There is a behavior familiar to all drivers known as the Brake Light Shockwave. One tap on the brakes from a small, unexpected event on a crowded road, and traffic mysteriously backs up for miles. The stock market is having its own brake light moment, reacting to the China market sell off. Suddenly, events, which we have known about for months, such as the slow economy, rate rises, energy deflation and earnings revisions, come to the fore. Here are our points: 1. Rate Rise: if the Fed raises rates this year, it will be small. The average cycle tightening is around 4.5%. This one will be much less.
2. Market Behavior: this correction is much smaller than past ones and overdue. The market doubled from 2011 to 2015 without any real pause. Some sectors, for example energy, had already fallen while others, such as healthcare and some tech, were getting ahead of themselves with merger and new economy excitement. This disparity is part of a healthy market.
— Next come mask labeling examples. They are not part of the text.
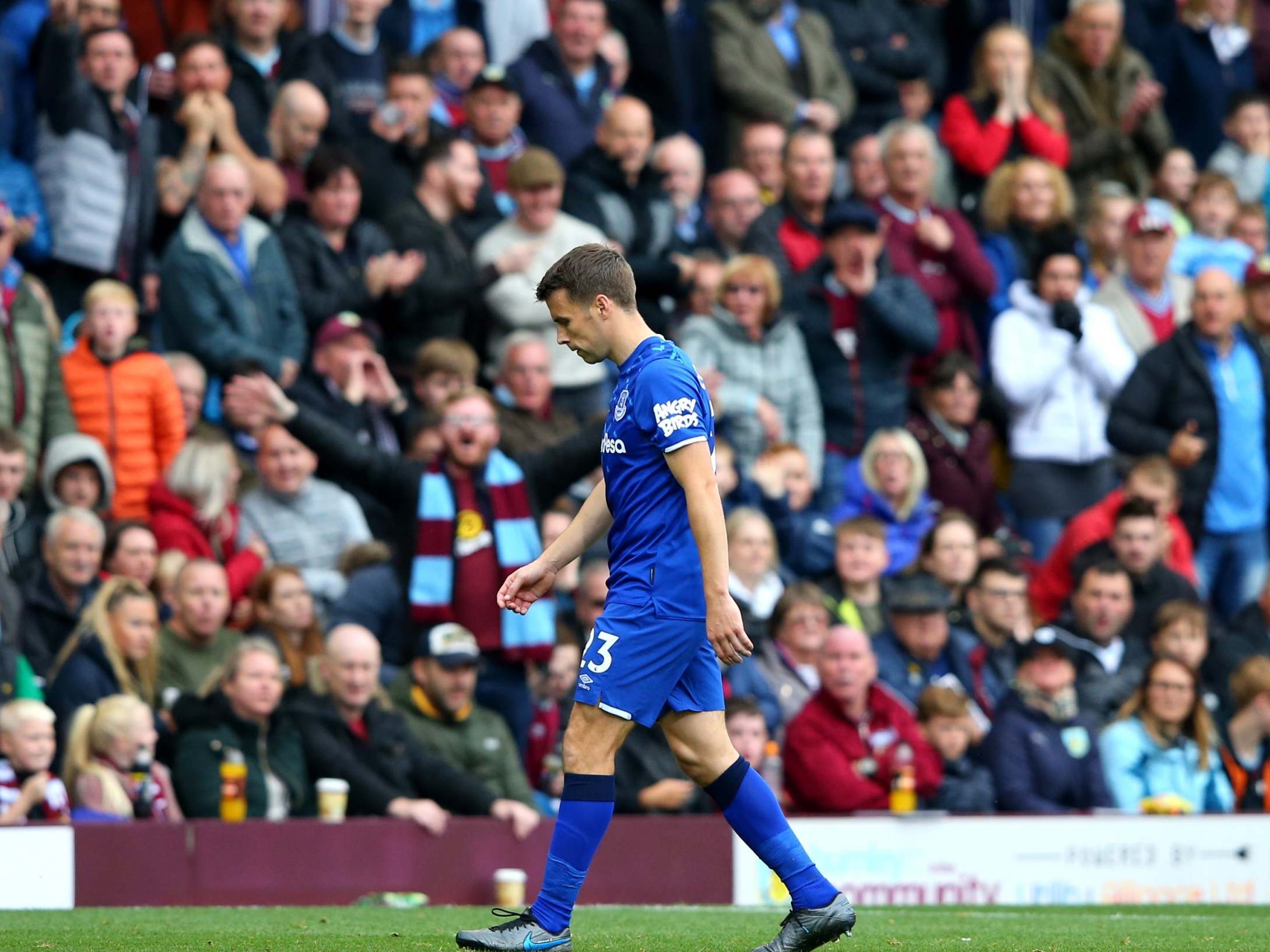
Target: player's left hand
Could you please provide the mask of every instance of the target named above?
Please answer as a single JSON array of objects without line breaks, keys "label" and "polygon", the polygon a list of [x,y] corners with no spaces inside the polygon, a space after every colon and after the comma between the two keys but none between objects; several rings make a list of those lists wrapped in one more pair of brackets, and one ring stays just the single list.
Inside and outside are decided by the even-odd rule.
[{"label": "player's left hand", "polygon": [[754,650],[732,595],[706,602],[706,637],[724,664],[740,664]]},{"label": "player's left hand", "polygon": [[489,815],[511,823],[512,835],[517,839],[525,839],[542,823],[537,810],[518,800],[495,800],[489,809]]},{"label": "player's left hand", "polygon": [[538,556],[507,576],[507,581],[498,590],[498,607],[525,614],[530,611],[530,605],[551,590],[552,583],[555,583],[555,569]]}]

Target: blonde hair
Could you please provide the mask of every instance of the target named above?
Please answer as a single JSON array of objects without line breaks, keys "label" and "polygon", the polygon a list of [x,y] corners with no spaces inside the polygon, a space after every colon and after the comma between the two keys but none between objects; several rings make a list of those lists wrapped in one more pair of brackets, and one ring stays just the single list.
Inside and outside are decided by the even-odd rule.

3. Valuations: We looked at some of the corrections from the last 20 years, shown below. The worst damage in market slumps comes not from lower earnings and growth, but from re-evaluations. So, back in the tech bubble the S&P 500 earnings ratios (a measure of value) fell to 26 from 33. Company earnings, meanwhile, rose around 20%. This time, valuations remain reasonable and the sell off appears limited to large cap stocks.
4. Selling Pressure: on Monday, we saw what is now common in the world of program and High Frequency trading: the market seized and prices were marked down but with little selling pressure. By the end of the week, it seemed that buybacks and pension funds were back in the market.
So, what do you do when markets correct like this? Nothing.
Bottom Line: Volatility and periodic corrections are normal especially after the strong bull market of the last three years.